In uncompromising and fresh prose, Tillman tells the story of three very contemporary girls. Grace, Emily and Jane collide with friends, family, and culture under dark and comic circumstances, presented in uncanny, disturbing, and sometimes shocking terms. In Haunted Houses, Tillman writes of the past within the present, and of the inescapability of private memory and public history. A caustic account of how America makes and unmakes a young woman.
"In Haunted Houses, Lynne Tillman chronicles the loneliness of childhood and incipient womanhood, the salvation of friendship, and the neurotic chain that binds perpetually needy daughters to their perpetually self-absorbed parents. . . . Her style is spare and compelling, the effect of clinical authenticity."--New York Times Book Review
"Ms. Tillman's characters are rigorously drawn, with a scrupulous regard for the truth of their inner lives . . . this is one of the most interesting works of fiction in recent times . . . Fans of both truth and fancy should find nourishment here."--LA Weekly
"Lynne Tillman's protagonists are so lifelike, engaging and accessible, one could overlook, though hardly remain unaffected by, the quality of her prose, with its unique balancing of character interrogation and headlong entertainment. Haunted Houses achieves that hardest of things: a fresh involvement of overheard life with the charisma of intelligent fiction. Its pleasures pull their weight."--Dennis Cooper
"This complex and skillfully constructed novel has three separate storylines following the lives of three girls growing up in New York, maturing in a world of baffling freedoms and uncertainties.... Childhood fears, passionate friendships, sexual explorations, and the uncomfortable interdependency of parents and children are depicted with intelligence, honesty, and dark humor. But if you are looking for comfort and consolation, you must look elsewhere: Tillman writes about life as it is, not as we might wish it to be."--Sunday Times
"Lynne Tillman's writing uncovers hidden truths, reveals the unnamable, and leads us into her personal world of pain, pleasure, laughter, fear and confusion, with a clarity of style that is both remarkable and exhilarating. Honest. Simple. Deep. Authentic. Daring... To read her is, in a sense, to become alive, because she lives so thoroughly in her work. Lynne Tillman is, quite simply, one of the best writers alive today."--John Zorn
"Lynne Tillman's haunted houses are Freudian ones - the psyches of three girls, Emily, Jane, and Grace, each wrestling with the psychological 'ghosts' that shape them . . . . Frequently shifting points of view are expressed in crisp sentences. Rather than forming a modernist stream of consciousness, however, the writing remains controlled."--Lucy Atkins, Times Literary Supplement
Lynne Tillman is a novelist, short story writer, and cultural critic. Her novels are Haunted Houses; Motion Sickness; Cast in Doubt; No Lease on Life, a finalist for the National Book Critics Circle Award; American Genius, A Comedy, and Men and Apparitions. Her nonfiction books include The Velvet Years: Warhol's Factory 1965-1967, with photographs by Stephen Shore; Bookstore: The Life and Times of Jeannette Watson and Books & Co.; and What Would Lynne Tillman Do?, a finalist for the National Book Critics Circle Award in Criticism. She is the recipient of a Guggenheim Foundation Fellowship and The Andy Warhol Foundation Arts Writers Grant. Tillman is Professor/Writer-in-Residence in the Department of English at The University of Albany, and lives in New York with bass player David Hofstra.

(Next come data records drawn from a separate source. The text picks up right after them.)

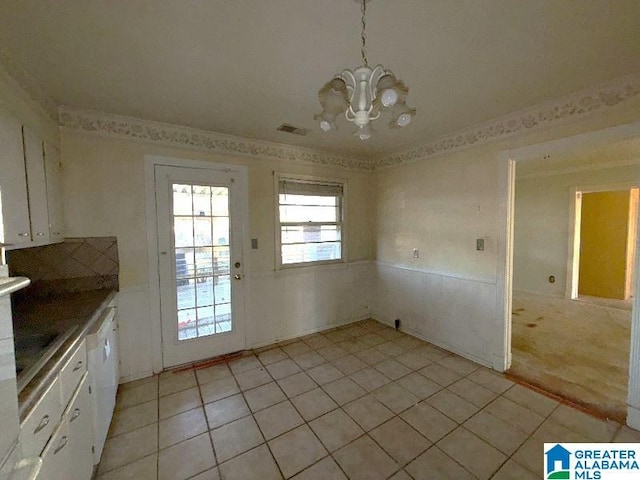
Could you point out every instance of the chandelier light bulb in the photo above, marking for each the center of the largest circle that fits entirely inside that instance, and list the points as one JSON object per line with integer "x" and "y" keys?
{"x": 389, "y": 97}
{"x": 404, "y": 119}
{"x": 364, "y": 132}
{"x": 362, "y": 94}
{"x": 325, "y": 126}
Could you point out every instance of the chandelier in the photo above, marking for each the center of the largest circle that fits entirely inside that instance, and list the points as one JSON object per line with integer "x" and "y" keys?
{"x": 362, "y": 94}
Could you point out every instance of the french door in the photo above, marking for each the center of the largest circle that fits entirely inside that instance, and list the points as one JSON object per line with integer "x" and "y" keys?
{"x": 200, "y": 224}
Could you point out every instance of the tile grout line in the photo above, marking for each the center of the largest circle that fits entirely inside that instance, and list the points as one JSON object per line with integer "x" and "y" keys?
{"x": 322, "y": 387}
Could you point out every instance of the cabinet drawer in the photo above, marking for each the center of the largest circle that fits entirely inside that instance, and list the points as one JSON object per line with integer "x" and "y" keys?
{"x": 56, "y": 456}
{"x": 80, "y": 420}
{"x": 40, "y": 423}
{"x": 71, "y": 374}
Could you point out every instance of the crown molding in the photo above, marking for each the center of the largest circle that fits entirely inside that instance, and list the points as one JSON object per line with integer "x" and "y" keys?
{"x": 626, "y": 162}
{"x": 22, "y": 82}
{"x": 548, "y": 114}
{"x": 186, "y": 137}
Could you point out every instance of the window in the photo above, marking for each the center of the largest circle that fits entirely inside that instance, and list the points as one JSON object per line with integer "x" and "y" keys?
{"x": 310, "y": 220}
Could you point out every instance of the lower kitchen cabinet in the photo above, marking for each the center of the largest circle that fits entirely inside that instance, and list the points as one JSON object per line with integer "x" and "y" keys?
{"x": 68, "y": 454}
{"x": 79, "y": 419}
{"x": 56, "y": 457}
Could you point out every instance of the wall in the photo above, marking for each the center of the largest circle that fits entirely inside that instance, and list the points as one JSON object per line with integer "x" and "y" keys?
{"x": 452, "y": 294}
{"x": 604, "y": 225}
{"x": 104, "y": 196}
{"x": 542, "y": 224}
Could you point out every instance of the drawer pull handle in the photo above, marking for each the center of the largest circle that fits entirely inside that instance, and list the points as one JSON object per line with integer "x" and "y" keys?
{"x": 43, "y": 423}
{"x": 61, "y": 445}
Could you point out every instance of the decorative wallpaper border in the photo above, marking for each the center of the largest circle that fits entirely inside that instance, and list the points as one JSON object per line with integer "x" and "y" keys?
{"x": 177, "y": 136}
{"x": 551, "y": 113}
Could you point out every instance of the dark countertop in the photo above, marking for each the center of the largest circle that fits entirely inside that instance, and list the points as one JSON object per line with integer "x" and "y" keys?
{"x": 74, "y": 313}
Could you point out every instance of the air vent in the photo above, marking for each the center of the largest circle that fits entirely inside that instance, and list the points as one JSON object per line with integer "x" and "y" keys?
{"x": 285, "y": 127}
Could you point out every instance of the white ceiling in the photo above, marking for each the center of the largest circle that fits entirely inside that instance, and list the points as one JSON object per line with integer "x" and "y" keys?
{"x": 245, "y": 66}
{"x": 606, "y": 155}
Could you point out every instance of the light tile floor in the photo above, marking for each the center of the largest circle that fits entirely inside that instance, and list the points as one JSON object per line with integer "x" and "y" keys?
{"x": 361, "y": 402}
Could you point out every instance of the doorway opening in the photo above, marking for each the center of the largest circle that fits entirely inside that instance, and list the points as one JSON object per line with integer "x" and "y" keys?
{"x": 564, "y": 339}
{"x": 603, "y": 242}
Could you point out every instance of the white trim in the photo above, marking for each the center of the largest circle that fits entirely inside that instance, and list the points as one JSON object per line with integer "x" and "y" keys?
{"x": 440, "y": 273}
{"x": 150, "y": 162}
{"x": 140, "y": 130}
{"x": 442, "y": 345}
{"x": 505, "y": 241}
{"x": 559, "y": 111}
{"x": 309, "y": 331}
{"x": 343, "y": 182}
{"x": 573, "y": 255}
{"x": 584, "y": 168}
{"x": 586, "y": 140}
{"x": 308, "y": 269}
{"x": 552, "y": 113}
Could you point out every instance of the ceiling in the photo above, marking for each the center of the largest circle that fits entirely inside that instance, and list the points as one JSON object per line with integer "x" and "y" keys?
{"x": 590, "y": 157}
{"x": 243, "y": 67}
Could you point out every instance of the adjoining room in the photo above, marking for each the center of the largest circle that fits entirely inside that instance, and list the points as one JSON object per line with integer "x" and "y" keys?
{"x": 575, "y": 227}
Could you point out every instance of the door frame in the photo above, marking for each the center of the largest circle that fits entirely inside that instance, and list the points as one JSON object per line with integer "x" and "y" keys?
{"x": 507, "y": 160}
{"x": 575, "y": 216}
{"x": 150, "y": 163}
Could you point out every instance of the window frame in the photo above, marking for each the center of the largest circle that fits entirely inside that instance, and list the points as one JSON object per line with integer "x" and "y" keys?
{"x": 342, "y": 222}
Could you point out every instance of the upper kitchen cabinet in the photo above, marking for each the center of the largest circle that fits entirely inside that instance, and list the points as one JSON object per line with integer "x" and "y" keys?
{"x": 53, "y": 171}
{"x": 16, "y": 227}
{"x": 36, "y": 187}
{"x": 30, "y": 193}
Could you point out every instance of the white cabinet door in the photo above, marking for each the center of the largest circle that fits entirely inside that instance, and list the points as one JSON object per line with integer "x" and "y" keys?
{"x": 37, "y": 187}
{"x": 15, "y": 228}
{"x": 53, "y": 169}
{"x": 80, "y": 420}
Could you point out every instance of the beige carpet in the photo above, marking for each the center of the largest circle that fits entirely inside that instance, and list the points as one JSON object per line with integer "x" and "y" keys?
{"x": 576, "y": 350}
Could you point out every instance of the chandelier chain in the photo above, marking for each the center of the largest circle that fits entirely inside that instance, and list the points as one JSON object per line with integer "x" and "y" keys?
{"x": 363, "y": 35}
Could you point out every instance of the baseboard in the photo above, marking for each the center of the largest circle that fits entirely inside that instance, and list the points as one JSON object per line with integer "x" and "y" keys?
{"x": 444, "y": 346}
{"x": 303, "y": 333}
{"x": 633, "y": 417}
{"x": 135, "y": 376}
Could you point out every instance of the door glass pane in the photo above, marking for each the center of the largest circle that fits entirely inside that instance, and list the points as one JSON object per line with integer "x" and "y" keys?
{"x": 202, "y": 228}
{"x": 202, "y": 260}
{"x": 187, "y": 324}
{"x": 201, "y": 200}
{"x": 223, "y": 289}
{"x": 221, "y": 231}
{"x": 183, "y": 231}
{"x": 220, "y": 201}
{"x": 182, "y": 200}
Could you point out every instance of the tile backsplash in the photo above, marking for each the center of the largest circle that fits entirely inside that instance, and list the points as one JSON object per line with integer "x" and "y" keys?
{"x": 75, "y": 265}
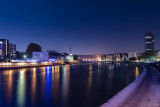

Azareen Van Der Vliet Oloomi is an American novelist and non-fiction writer. She is the author of Call Me Zebra, named a Best Book of the Year by over twenty publications and the winner of the 2019 PEN/Faulkner Award, the John Gardner Award, and long listed for the PEN/Open Book Award. Her other novels include Savage Tongues and Fra Keeler, for which she received a Whiting Writers' Award and a National Book Foundation "5 Under 35" award. She is the 2023-2024 Carl and Lily Pforzheimer Foundation Fiction Fellow at the Radcliffe Institute for Advanced Studies at Harvard University. A recipient of fellowships from Fulbright, the Aspen Institute, MacDowell, and Art Omi, her work has appeared twice in The Best American Short Stories (Ed. by Min Jin Lee in 2023 and by Lauren Groff in 2024), The Sewanee Review, The Yale Review, The New York Times, and The Paris Review among other places. In 2020, she founded Literatures of Annihilation, Exile & Resistance, a conversation series focused on the intersection of the arts and transformational migrations. Born in Los Angeles to an Iranian mother and a British father, she spent her childhood in Iran, the United Arab Emirates, and Spain, and speaks Farsi, Italian, and Spanish. She is the Dorothy G. Griffin College Professor of English at the University of Notre Dame.